L’agonie du peuple singe
Au Kalimantan, on l’appelle Chanee. Installé là-bas depuis une dizaine d’années, le Français Aurélien Brulé se bat pour sauver les grands singes d’une disparition programmée. Rencontre avec un
Saint-Bernard des primates qui n’a pas froid aux yeux et mérite le respect.
Ses 4 mètres d’anneaux comprimés dans le panier à linge en plastique réquisitionné pour le transporter, le python réticulé commence à perdre patience. Sur le " klotok ", cette étroite et
instable pirogue que les Dayaks utilisent pour se glisser dans le dédale de la forêt inondée, le serpent miaule, étrange manifestation qui signifie qu’il a bien compris où il était. " Il a senti son habitat de prédilection ", sourit Chanee. Comme hélas beaucoup d’autres naufragés de la déforestation qui fait rage dans cette partie du Kalimantan central, l’ophidien a été " récupéré " errant sur le sol par un bûcheron après la destruction du couvert végétal.

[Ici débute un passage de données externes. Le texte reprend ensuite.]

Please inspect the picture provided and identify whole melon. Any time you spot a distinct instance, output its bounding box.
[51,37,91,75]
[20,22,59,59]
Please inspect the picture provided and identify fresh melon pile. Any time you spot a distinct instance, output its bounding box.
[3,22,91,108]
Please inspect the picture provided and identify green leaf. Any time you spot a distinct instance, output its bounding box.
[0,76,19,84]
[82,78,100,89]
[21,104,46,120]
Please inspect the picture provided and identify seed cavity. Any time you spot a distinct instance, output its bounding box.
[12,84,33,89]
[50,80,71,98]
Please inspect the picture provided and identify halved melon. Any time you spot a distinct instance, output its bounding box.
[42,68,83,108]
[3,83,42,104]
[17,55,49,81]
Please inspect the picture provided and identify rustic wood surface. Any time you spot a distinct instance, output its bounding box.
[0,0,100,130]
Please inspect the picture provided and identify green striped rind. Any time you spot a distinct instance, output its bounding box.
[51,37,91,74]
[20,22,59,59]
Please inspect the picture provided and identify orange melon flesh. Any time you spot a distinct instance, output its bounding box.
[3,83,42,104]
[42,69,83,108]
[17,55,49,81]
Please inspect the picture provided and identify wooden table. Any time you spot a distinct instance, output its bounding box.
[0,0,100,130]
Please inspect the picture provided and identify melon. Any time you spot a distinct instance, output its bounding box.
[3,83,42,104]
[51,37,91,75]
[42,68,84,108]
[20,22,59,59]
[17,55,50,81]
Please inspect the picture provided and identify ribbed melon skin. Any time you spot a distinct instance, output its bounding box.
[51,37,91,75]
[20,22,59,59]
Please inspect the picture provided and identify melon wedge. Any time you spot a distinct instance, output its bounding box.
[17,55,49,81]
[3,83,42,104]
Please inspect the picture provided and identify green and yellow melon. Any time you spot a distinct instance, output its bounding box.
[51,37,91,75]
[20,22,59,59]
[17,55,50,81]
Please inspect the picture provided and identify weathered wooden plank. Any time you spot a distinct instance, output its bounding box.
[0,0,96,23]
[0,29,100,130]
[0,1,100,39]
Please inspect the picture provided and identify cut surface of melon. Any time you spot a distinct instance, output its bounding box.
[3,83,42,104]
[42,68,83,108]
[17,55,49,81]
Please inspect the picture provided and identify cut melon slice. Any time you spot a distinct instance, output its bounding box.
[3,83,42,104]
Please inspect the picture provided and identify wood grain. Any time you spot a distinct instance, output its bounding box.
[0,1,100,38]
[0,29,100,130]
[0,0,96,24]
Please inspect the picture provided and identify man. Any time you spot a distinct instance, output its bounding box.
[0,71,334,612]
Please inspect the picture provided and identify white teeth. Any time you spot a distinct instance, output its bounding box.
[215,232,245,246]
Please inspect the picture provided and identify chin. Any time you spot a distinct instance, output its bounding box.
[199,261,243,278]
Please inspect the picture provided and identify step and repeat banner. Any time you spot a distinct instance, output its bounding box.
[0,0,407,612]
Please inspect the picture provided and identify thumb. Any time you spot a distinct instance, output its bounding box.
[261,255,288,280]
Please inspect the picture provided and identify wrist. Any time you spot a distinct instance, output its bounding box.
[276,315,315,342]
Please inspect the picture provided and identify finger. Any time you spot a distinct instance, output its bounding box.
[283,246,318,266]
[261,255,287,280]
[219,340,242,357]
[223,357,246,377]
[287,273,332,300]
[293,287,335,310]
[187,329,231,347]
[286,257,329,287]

Le forestier l’a attrapé puis enfermé dans une petite cage grillagée posée près de son domicile, comme simple objet de curiosité. " Il est resté là-dedans pendant deux mois avant qu’on nous signale
son cas. Son détenteur nous l’a cédé sans faire d’histoire. Il commençait à l’encombrer et ne savait pas comment le nourrir. Il est resté à jun pendant tout ce temps ! Heureusement que cette espèce peut se passer de manger durant plusieurs semaines… ", ajoute Chanee. Des appels de gibbons animent la canopée,
parfois interrompus par le vol lourd et bruyant d’un calao. La jungle épaisse respire la vie, la biodiversité. Après quelques dizaines de mètres de progression sous la ramée pluviale, le Français repère un îlot formé par les racines et la base du tronc d’un arbre gigantesque léchées par les eaux noires constellées de petites tâches de rayons de soleil qui ont réussi à percer le feuillage. Le tremplin idéal pour affranchir l’animal qui, avant son retour à la liberté, a reçu des soins à Hampapak, le centre de réintroduction des gibbons.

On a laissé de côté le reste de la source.